Tipu is believed to have helped in the reconstruction of the Sringeri Mutt that was plundered by the Marathas. His dewan, other senior officials were also Hindus. There are several records to state how Tipu was also a patron to many temples through donations.

This version, however, is disputed by the BJP which focuses on the forced conversions and massacre of Nairs in Kerala and Kodavas in Kodagu.

‘Will fight this legally’

The BJP government’s move to remove Muslims from the Karnataka backward classes list has attracted sharp reactions, with senior Muslim leaders threatening to stage protests, if the decision is not withdrawn.

“We will fight this legally. Even the government knows that they cannot do this legally. Removing us from 2B (of the backward classes list) and putting us in EWS will result in us having to fight for reservation in the open category and will force us to protest. The government is well aware that Muslims are more backward than SC/ST in education, politics and all other parameters,” Karnataka State Board of Waqf chairman N.K.Muhammad Shafi Saadi said Saturday.

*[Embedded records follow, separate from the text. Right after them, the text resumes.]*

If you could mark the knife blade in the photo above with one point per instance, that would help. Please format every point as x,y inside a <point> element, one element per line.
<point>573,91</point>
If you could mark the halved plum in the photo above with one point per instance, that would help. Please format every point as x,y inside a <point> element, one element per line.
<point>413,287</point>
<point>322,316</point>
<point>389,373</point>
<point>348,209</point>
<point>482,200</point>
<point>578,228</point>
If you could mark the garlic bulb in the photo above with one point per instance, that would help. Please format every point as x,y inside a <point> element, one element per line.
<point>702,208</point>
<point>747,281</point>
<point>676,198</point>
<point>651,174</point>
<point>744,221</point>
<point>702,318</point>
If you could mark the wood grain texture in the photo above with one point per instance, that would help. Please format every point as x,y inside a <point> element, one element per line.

Even the internal reservations announced within the Scheduled Castes (SC) have not gone down well with several groups like Banjaras and Bhovis. BJP leader B.S.Yediyurappa faced their wrath Monday in Shikaripura town. The two groups are apprehensive that their share under SC quota will come down as a result of internal reservation.

The Congress counts minorities as some of its main backers, and the issue has given it a chance to consolidate the splintering factions of Muslims. Its stand against the quota move will also help avoid splintering of Muslim votes that eventually benefits the BJP.

Though the Congress remained a mute spectator during most part of the Hijab controversy, it has taken a hard stand on the reservation issue.

“In the last 90 days, Bommai government has changed the reservation categories thrice. This itself shows the patent dishonesty and treachery being played on different communities in view of the impending polls. The idea is to divide them,” said Randeep Singh Surjewala, the Congress general secretary in charge of Karnataka, on Sunday.

He added that Bommai has donned the role of a “new age Shakuni” to “dupe, deceive and defraud” the people of the state that would leave no reservation for any community.

On the other hand, Bommai has said that the Congress has always “hoodwinked SC/ST” and that it has been their track record. “They (the Congress) are under the wrong impression that they would get those votes by showing sympathy, but are unaware of the fact that there is an elected government to decide it. The incumbent government has taken a decision only after the discussion regarding any demand from any association or organisation for social or other developments,” he said.